During the forum, LSP is bringing together a panel of farmers and buyers who are working to create innovative ways to gain access to local markets. While farmers have been experiencing a softening in direct-to-consumer sales, the panel will showcase innovative marketing partnerships that have been developed recently and highlight their successes and challenges.
Panelists will include Trent Taher of Taher Food Services; Mike Lenz of Threshing Table Farm; Jack McCann of TC Farm; Sara George, farmer at D & S Gardens, market manager at Wabasha Farmers Market, and vice president of the Minnesota Farmers Market Association; Annelie Livingston-Anderson of Good Turn Farm; Aaron Blyth of Shared Ground Farmers’ Cooperative; and Rodrigo Cala of Cala Farms and farm consultant for the Latino Economic Development Center.
“The local foods system is continuing to evolve. Farmers are willing to produce food for this expanding system. However, the puzzle is how to break down the barriers between buyers and sellers,” said Jody Lenz of Threshing Table Farm. “We hope to give farmers attending a glimpse of some partnerships that are working. By learning from each other, we hope to identify areas where systemic changes benefit everyone in the local foods system.”
Each of the panelists will share their stories about creating innovative approaches to market access. Buyers who play a decision-making role in the supply chain will participate in the panel discussion and farmers will share their experiences of increasing sales beyond direct marketing.
The panel will be followed by a Q & A and opportunities to discuss how we can support emerging marketing opportunities in our region. A light dinner and refreshments will be provided before the Q & A.
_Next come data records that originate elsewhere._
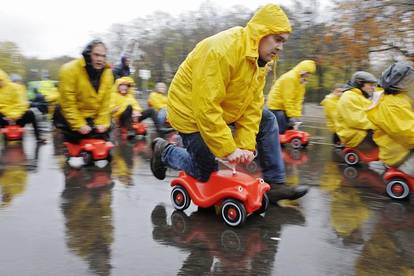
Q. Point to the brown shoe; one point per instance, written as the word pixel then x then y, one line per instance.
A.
pixel 281 191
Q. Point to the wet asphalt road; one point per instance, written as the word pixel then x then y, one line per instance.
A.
pixel 59 221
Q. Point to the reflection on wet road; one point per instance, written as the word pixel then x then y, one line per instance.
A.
pixel 55 220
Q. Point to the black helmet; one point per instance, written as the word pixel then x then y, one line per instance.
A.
pixel 361 77
pixel 395 78
pixel 86 53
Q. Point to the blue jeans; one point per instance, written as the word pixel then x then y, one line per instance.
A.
pixel 162 116
pixel 282 120
pixel 197 160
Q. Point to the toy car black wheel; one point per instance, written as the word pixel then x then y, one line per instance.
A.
pixel 87 157
pixel 398 188
pixel 350 172
pixel 179 222
pixel 296 143
pixel 351 158
pixel 251 167
pixel 180 198
pixel 265 205
pixel 233 212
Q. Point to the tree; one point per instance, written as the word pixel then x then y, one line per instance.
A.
pixel 11 59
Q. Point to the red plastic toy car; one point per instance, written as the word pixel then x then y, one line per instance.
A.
pixel 12 132
pixel 90 150
pixel 140 128
pixel 296 138
pixel 354 157
pixel 237 194
pixel 399 184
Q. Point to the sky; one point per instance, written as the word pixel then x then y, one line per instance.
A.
pixel 52 28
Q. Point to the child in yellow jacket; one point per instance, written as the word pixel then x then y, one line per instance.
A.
pixel 330 105
pixel 126 109
pixel 394 117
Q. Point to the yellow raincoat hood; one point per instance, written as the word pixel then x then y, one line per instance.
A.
pixel 13 100
pixel 308 66
pixel 4 77
pixel 220 83
pixel 288 92
pixel 120 102
pixel 269 19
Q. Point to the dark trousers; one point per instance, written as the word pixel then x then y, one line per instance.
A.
pixel 73 136
pixel 197 160
pixel 282 120
pixel 27 118
pixel 126 117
“The CSA [Community Supported Agriculture] model was an innovative way to connect consumers and farmers, but we [as farmers and buyers] need to think about what the Amazonification of food means to the local food movement,” said McCann. “Farmers and grocers need to innovate to compete with free two-hour delivery and lean into the attributes that give local growers a competitive edge.”